Judging by your dual-performance capacity as both vacuum cleaner and garbage disposal,*
 I doubt this will happen.  Pickled herring? Unremarkable.  Slice of lemon, including skin?  Hardly noticeable.  Bits of apple stashed somewhere in the living room that you occasionally pull out, in various states of decay, and munch on?  Dental floss, tufts of dog fur (real and synthetic), dishwashing soap tablet? (FYI, concerned parents - it's totally cool for a 25-pound baby to eat up to three Finish Powerball dishwashing tablets, according to Baby's First Call Of Many To Poison Control).  Mushrooms, blue cheese, banana peel, entire contents of the overturned compost container, pine cones, tissue, toothpaste, baby soap, conditioner?  You don't discriminate.  I honestly wouldn't mind a little bit of pickiness.  You could, for example, start by creating two categories (say, organic and non-organic matter), and work down from there. 

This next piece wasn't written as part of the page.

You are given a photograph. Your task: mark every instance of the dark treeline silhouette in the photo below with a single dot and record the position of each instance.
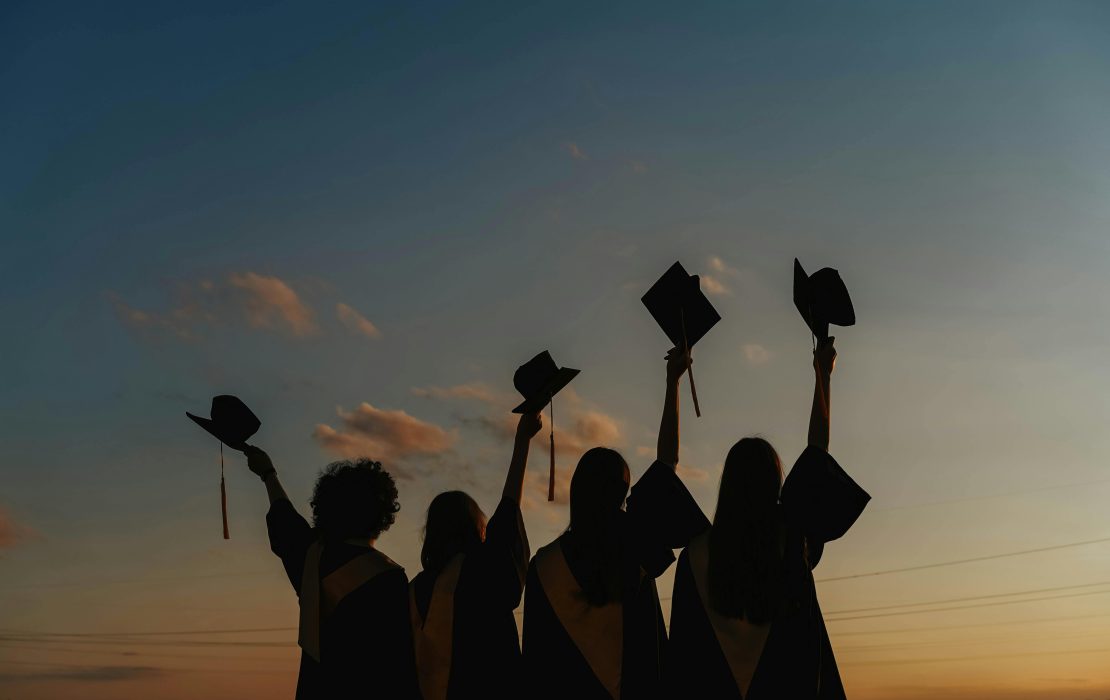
(745, 619)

 May switch from 2 naps to 1
Don't you dare, Mr. Baby.  Don't. You. Dare. 

*Canadians, for reasons they cannot, much like their legal system, explain, use the word garburator for this item.  This word is silly to the point of being obscene, for many reasons, the most important of which being that Canadians are not particularly silly people, thus generating an overall effect that is rather creepy.  Like Teletubbies.  I'm going to request as such that you speak American around the house.